Opinion Summarization and Subset Selection via Submodular Maximization
基於子模最大化的意見摘要和子集選擇
Student thesis: Doctoral Thesis
Author(s)
Related Research Unit(s)
Detail(s)
Awarding Institution | |
---|---|
Supervisors/Advisors |
|
Award date | 22 Aug 2022 |
Link(s)
Permanent Link | https://scholars.cityu.edu.hk/en/theses/theses(80d486a7-b7f3-42cd-aac9-5b9c9ff52f31).html |
---|---|
Other link(s) | Links |
Abstract
With the increasing popularity of online review content, corpora nowadays contain a significant number of opinion-bearing short texts. For numerous opinion mining disciplines, extracting essential viewpoints from such a large volume of data is a critical challenge. Opinion subset selection aims to convey a subjective representation for opinion categorization and regression by selecting a limited number of instances from the original dataset. Subset selection for sentiment analysis tries to form a subset for sentiment classification on different sentimental domains and levels. On the other hand, the core concept of opinion summarization is to construct subjective and succinct text summaries that capture vital thoughts and opinions from user-generated information. This thesis investigates the relationship between submodularity maximization and three opinion mining tasks, specifically, opinion classification, regression, and summarization.

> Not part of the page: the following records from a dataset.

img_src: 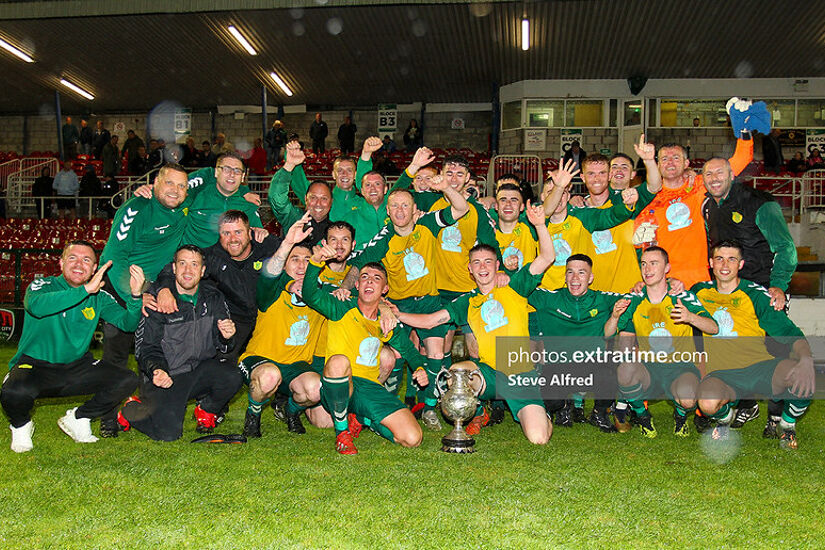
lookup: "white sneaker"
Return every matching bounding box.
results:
[57,407,97,443]
[9,420,34,453]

We propose a submodular-based framework for opinion subset selection in the first part. This framework can retrieve a small set of instances from the corpus to convey a subjective representation. To correct the slackness of the fine-grained opinion detection capability of the conventional submodular-based subset selection approach, we first propose a topic-relevant filtering algorithm for candidate document selection. After that, these candidate instances can be scored by the non-decreasing submodular function exploiting the embedded trivial opinion features. Our work further introduces an algorithmic opinion-sensitive solution for optimizing submodular set functions with a greedy heuristic lower bound. The experimental results on different context domains demonstrate that the proposed opinion subset selection framework can distillate the data with substantial opinion features. The opinion preserved training set can be compressed to 10% - 40% of the original set size but still maintain adequate metric performance on classification and regression tasks. The comparative study of the subset's metric impact justifies the robustness of the proposed framework across all common sentiment levels, namely positive, neutral, and negative.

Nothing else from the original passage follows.